Failure Of Plan Administrator To Explain Rationale For Benefits Denial Renders Denial Arbitrary

LOVE v. NATIONAL CITY CORPORATION WELFARE BENEFITS PLAN (July 23, 2009)

Nancy Love had worked at National City for over twenty years when she was diagnosed with multiple sclerosis. After almost 3 years of receiving long-term disability benefits, the Plan told her she no longer fit their definition of "disabled." The controlling definition, after two years of long-term disability, is that a claimant must not be able to perform any job for which she is or could be qualified. The Plan's assessment concluded that, although she probably suffered from multiple sclerosis, she had never suffered an attack nor exhibited clinical signs. Love appealed the determination. She supported her appeal with several medical reports concluding that she had limited functional ability. The Plan denied her appeal, citing its doctor's conclusion that Love was able to do certain simple jobs. Love sued the Plan under ERISA. The district court granted summary judgment to the Plan. Love appeals.

In their opinion, Judges Ripple, Evans and Sykes reversed and remanded. The court stated that ERISA requires a plan to set forth its specific reasons for any denial of benefits.

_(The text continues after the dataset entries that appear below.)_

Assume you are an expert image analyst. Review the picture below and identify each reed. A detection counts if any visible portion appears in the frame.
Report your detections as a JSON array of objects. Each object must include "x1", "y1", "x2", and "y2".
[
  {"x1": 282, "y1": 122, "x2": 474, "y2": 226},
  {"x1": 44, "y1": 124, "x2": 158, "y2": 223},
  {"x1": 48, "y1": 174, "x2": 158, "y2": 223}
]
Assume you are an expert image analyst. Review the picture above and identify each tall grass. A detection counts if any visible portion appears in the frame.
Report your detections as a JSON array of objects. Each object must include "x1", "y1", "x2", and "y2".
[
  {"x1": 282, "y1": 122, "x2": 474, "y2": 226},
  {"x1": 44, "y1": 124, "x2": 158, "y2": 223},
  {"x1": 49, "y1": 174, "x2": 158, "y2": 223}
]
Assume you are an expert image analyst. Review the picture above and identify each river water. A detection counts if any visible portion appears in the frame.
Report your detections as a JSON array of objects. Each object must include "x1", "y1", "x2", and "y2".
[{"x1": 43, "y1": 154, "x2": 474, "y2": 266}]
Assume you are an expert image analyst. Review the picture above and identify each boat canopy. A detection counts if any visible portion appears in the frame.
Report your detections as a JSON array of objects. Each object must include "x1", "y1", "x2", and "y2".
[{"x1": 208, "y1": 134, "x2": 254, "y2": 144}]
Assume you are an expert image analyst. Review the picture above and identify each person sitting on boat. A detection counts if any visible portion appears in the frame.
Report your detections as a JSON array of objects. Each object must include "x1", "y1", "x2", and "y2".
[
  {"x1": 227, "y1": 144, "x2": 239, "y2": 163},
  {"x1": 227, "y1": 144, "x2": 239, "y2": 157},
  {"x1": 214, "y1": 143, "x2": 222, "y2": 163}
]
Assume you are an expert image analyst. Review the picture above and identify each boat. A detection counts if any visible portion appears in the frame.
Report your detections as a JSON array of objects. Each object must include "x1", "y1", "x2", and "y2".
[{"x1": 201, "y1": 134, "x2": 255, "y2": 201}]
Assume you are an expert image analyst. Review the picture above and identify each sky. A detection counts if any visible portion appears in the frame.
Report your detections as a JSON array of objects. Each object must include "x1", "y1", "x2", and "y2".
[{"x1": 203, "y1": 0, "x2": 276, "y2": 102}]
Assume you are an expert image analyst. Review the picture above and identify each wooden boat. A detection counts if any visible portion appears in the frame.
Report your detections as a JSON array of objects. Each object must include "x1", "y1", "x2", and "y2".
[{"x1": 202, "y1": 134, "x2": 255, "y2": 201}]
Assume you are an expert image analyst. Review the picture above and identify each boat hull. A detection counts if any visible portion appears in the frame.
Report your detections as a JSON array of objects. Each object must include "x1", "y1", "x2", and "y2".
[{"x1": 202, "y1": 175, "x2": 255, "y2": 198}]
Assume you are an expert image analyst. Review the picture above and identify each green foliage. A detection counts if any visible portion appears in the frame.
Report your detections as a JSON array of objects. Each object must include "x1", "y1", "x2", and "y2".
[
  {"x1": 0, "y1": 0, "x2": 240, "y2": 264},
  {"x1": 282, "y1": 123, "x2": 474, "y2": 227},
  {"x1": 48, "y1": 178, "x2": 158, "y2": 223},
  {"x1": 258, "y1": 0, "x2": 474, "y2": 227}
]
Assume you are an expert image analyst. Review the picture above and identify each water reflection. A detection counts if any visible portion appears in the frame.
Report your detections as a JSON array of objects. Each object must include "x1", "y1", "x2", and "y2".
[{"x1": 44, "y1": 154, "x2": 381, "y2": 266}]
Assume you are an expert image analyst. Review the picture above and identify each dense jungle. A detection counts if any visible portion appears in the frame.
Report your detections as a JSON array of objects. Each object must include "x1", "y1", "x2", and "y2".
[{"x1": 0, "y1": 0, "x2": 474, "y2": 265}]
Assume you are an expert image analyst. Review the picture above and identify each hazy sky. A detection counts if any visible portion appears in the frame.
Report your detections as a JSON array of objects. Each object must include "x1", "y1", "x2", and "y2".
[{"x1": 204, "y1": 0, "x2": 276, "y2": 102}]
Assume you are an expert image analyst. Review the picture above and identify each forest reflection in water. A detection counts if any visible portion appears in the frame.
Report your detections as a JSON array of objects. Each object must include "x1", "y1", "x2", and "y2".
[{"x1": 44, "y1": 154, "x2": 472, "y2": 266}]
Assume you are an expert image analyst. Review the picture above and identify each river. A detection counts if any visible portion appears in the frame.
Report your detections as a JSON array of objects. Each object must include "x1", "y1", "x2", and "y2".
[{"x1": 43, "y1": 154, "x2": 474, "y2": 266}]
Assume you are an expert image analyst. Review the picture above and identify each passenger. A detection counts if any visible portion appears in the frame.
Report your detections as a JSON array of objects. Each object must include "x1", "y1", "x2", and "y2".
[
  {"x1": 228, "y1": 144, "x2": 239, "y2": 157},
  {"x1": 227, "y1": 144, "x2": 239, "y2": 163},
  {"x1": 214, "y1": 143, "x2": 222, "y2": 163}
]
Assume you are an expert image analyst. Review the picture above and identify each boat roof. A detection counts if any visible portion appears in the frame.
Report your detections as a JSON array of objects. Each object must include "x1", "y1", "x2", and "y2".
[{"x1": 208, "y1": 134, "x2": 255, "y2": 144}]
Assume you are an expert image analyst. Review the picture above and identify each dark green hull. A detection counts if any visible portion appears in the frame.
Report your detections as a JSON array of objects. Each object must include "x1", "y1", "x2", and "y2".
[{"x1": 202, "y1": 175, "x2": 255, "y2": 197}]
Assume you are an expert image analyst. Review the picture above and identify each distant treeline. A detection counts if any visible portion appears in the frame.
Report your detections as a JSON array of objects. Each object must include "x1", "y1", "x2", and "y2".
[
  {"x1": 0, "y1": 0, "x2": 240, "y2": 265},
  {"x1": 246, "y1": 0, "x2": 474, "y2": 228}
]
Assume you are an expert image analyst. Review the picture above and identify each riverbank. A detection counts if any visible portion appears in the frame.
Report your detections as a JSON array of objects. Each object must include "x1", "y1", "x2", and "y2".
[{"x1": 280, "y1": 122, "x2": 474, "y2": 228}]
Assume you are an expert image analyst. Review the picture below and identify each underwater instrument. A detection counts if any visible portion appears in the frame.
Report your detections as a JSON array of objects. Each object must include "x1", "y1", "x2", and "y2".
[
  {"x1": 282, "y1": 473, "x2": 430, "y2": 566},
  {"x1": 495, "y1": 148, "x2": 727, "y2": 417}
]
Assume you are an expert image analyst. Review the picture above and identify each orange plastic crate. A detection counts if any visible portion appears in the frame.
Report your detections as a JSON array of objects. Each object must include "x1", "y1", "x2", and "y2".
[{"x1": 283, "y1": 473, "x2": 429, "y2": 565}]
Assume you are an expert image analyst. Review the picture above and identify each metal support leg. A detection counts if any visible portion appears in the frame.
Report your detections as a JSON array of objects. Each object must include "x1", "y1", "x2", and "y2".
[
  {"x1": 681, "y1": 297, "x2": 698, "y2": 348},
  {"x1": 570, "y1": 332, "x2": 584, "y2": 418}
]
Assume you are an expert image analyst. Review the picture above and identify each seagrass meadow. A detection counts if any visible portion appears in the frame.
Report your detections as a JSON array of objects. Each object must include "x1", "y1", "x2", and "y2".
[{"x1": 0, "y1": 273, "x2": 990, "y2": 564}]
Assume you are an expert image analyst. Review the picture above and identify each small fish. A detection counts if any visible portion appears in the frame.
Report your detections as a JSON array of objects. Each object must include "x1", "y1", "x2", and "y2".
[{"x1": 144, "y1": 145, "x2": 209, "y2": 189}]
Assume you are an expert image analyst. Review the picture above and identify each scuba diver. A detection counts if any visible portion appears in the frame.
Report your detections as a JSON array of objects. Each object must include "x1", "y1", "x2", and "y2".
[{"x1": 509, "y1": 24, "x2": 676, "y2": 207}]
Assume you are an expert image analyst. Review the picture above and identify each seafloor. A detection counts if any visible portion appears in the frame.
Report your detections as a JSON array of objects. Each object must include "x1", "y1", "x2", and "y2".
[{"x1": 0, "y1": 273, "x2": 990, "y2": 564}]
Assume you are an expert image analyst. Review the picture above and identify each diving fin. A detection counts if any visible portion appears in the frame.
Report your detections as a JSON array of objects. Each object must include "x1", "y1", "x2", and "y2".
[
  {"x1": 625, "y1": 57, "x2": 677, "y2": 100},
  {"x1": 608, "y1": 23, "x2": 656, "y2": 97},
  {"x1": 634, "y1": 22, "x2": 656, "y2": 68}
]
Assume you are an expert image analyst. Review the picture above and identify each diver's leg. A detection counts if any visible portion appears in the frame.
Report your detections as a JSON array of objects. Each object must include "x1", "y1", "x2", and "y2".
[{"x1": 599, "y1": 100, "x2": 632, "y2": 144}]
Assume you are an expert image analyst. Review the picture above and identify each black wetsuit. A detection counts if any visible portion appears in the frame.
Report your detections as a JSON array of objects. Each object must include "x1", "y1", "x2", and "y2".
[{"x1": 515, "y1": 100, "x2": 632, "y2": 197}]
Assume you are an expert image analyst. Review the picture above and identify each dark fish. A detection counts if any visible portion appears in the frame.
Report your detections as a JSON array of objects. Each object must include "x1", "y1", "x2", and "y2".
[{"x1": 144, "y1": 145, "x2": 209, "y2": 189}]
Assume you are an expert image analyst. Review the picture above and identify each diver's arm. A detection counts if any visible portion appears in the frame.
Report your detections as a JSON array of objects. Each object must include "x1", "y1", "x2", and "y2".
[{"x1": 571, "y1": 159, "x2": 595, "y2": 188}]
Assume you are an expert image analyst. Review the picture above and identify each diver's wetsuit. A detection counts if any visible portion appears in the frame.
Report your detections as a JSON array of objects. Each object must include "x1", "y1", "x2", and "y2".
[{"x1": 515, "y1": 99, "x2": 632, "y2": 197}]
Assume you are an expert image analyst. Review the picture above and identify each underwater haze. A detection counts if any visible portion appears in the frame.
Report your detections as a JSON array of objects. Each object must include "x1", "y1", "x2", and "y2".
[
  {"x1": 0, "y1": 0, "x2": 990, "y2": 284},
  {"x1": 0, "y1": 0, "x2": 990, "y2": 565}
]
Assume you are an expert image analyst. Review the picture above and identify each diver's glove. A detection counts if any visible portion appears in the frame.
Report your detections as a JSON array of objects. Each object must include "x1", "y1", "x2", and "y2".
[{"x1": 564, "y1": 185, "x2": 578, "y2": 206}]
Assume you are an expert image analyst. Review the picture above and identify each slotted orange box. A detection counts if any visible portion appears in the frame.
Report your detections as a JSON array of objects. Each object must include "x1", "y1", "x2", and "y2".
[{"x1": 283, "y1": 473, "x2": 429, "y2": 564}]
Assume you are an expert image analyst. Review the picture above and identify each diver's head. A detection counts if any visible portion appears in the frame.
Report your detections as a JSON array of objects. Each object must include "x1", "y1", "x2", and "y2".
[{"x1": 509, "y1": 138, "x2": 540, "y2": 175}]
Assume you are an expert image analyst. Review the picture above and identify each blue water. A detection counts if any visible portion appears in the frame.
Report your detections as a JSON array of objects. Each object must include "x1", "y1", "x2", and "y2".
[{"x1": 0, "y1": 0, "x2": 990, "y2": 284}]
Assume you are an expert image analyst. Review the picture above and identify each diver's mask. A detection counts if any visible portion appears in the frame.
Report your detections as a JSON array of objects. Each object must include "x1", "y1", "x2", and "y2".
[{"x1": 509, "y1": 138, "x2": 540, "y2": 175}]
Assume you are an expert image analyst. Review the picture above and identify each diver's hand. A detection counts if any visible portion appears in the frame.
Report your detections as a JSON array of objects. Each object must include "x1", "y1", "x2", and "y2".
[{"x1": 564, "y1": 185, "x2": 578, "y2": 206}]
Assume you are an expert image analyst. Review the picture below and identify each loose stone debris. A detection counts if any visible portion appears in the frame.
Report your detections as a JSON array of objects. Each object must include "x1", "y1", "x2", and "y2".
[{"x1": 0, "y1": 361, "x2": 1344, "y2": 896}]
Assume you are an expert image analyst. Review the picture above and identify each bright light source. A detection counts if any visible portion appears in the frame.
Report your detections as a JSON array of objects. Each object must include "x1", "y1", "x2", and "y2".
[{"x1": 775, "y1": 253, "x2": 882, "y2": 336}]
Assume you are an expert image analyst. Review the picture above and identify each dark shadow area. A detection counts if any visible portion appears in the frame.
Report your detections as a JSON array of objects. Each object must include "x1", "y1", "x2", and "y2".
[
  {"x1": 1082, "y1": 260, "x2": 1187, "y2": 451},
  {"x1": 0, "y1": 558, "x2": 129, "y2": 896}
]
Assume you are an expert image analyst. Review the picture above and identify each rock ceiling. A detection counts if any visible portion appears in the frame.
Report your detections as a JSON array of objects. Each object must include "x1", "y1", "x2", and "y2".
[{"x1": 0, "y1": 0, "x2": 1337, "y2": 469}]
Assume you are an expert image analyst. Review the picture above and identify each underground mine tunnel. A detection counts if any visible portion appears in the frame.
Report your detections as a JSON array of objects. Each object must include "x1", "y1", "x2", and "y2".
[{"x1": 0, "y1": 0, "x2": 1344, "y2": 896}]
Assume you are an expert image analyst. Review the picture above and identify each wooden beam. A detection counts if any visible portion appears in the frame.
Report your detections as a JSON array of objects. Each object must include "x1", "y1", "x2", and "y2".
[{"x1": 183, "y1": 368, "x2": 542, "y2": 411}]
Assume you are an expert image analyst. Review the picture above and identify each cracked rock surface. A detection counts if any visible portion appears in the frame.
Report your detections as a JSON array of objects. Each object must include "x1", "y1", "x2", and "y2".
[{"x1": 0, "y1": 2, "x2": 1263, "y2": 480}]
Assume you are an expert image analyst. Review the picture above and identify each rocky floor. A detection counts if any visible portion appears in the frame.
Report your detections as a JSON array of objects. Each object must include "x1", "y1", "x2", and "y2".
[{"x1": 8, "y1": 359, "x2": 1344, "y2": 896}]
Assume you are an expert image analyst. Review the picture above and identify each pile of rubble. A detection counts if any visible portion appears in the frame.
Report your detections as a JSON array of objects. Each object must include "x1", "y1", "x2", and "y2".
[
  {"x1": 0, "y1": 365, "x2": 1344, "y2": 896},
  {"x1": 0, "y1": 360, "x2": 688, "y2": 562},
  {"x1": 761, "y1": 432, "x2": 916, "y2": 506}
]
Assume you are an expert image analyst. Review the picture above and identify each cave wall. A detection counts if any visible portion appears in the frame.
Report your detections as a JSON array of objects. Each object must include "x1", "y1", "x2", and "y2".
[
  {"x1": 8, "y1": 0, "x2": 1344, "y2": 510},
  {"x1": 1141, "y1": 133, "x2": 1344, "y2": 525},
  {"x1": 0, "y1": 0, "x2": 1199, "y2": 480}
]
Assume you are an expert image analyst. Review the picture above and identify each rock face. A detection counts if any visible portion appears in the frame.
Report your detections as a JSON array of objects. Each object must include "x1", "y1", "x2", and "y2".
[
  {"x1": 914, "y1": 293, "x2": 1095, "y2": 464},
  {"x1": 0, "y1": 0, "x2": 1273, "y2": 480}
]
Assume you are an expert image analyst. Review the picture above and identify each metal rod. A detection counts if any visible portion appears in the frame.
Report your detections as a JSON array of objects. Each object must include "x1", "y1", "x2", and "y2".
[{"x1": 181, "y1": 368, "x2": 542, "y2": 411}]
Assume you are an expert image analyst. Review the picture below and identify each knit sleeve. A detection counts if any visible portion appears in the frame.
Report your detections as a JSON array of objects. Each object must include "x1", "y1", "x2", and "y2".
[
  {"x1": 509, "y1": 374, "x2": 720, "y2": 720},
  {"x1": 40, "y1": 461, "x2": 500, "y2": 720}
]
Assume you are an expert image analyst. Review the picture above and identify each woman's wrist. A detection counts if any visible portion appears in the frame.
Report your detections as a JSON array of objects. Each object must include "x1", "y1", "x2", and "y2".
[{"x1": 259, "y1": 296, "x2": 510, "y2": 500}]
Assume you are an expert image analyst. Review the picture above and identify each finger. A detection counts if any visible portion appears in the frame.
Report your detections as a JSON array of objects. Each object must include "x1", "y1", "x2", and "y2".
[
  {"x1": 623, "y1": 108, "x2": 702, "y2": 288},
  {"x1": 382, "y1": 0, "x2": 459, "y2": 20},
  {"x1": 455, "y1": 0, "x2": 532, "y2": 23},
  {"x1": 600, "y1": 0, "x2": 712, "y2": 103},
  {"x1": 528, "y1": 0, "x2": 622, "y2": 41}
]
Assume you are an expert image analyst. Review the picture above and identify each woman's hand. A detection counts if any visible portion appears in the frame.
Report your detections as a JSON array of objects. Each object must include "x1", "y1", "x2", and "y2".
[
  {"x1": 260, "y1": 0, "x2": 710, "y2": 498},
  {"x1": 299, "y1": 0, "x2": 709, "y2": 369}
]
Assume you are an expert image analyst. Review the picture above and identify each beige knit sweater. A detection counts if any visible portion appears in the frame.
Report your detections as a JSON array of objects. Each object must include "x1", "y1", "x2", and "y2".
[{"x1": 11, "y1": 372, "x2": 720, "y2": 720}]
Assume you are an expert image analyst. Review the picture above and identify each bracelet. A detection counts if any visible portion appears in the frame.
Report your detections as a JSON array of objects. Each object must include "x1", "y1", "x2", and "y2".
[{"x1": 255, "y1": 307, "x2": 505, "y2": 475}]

Love's medical file and her appeal contained multiple medical reports questioning for functional capacity. In fact, each of Love's treating physicians concluded that she was unable to work for more than a few hours a day. The Court noted that neither the initial termination letter nor the letter denying her appeal explained the Plan's reasons for discrediting the reports. The Court concluded that the Plan acted arbitrarily by denying benefits without an adequate explanation. The Court declined, however, to order reinstatement of benefits. Instead, it remanded to the district court with instructions to remand to the Plan Administrator for further proceedings.